Relationships aren’t easy. Many men and women have been persistently complaining that they’re giving too much in their relationships. They say that their relationships are taking a toll on them; they started to resent it and feel that they aren’t appreciated enough for their efforts. Even more unfortunate is the man that you gave so much of you has now broken up with you and moved on with someone else. It feels like the other woman is getting the benefits what you actually deserved in the first place.
Thinking about all the efforts you sacrificed for the relationship, in which you got little or no returns – keep us awake at night, and you keep punishing yourself for being too naive and foolish.
But did you ask yourself why did you allow yourself to give so much in the relationship and why did you receive so little in return? Ask yourself why you were content by getting only the crumbs of the whole bread? The truth is you were in an “on demand” relationship.
So, how did it get here? During the early days of the relationship, things were better and strong, the romance was alive, and it appeared like your man really cared and loved you. But as the relationship matures over time, love begins to fizzle, the spark isn’t there anymore, and it is at this point that most women gets scared and start to feel insecure. They start to believe that it is their sole duty to reignite the romance in the relationship and make it loving and exciting again.
Most women realize that their man isn’t their soulmate they always dreamed. But, the fear of loneliness and to start the whole thing to find love again makes them stressed out. So they give their relationship another chance and try to make it work. Many women wrongly assume that if they showed their partners how much they loved them, how good and caring they can be to them, they’ll naturally love them back. Their men will be kind, caring and love them back. But the harsh reality is that things don't always work out as we expect it to be.

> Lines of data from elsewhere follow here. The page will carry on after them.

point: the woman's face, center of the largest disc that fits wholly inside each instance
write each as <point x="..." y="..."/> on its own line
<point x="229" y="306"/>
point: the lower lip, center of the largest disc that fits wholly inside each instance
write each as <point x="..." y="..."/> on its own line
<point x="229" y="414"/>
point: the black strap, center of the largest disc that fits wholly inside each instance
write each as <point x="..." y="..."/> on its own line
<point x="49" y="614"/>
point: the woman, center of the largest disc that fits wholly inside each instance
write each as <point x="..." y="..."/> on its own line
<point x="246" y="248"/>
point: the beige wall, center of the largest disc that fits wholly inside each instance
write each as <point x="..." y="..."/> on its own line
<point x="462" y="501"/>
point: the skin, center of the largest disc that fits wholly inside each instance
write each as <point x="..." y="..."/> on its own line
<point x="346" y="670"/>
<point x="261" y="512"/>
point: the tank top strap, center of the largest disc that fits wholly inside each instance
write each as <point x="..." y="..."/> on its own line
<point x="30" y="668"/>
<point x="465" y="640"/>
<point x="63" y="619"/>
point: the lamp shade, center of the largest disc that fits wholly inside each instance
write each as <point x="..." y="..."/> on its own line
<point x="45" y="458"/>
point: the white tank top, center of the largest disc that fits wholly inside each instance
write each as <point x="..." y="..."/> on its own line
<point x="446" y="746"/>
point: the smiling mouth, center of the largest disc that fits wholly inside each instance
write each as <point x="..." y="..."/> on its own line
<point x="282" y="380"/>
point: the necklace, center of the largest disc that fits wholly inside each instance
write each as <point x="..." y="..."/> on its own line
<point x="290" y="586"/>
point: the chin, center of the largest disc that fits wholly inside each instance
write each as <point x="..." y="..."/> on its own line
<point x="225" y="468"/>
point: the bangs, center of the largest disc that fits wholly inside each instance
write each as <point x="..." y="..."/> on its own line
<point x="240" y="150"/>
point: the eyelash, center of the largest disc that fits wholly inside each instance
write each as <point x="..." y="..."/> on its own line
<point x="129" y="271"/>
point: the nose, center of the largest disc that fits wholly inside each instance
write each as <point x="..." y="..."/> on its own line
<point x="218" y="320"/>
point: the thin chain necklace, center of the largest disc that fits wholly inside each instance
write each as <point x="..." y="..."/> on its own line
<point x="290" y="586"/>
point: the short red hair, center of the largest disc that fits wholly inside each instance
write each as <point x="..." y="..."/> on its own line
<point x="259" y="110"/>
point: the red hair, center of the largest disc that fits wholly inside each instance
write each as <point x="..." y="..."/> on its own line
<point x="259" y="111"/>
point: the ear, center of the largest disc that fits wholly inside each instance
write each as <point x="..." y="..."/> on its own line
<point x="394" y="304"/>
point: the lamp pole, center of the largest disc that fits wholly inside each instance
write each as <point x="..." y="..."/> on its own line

So, what’s the best approach to show our partners how we feel? We start by catering to their needs. We do the laundry, cook, shop, clean the house, organize things, buy gifts, donate money, etc., and so forth. We do stuff that they like, and we do it without questioning it. We aren’t telling that these actions are useless, but it’s the intention behind these actions that needs to be noticed and appreciated. You have invested your energy, time and money to make a man love you back, while you’ve destroyed yourself from within. You do and do, and get little to nothing in return.
Both partners need to contribute equally in a committed and healthy relationship. If you’re in an “on demand” relationship, question yourself if you resent your relationship because you owe it something. If you feel it that, then it’s safe to conclude that feelings between you and your partner aren’t mutual anymore. It’s indication that the relationship doesn’t have what it takes to grow and thrive in the future. If you stop giving any more, and your partner steps in and starts giving, then maybe the relationship does have a chance. And if nothing happens, it’s time you abandon the relationship and walk away.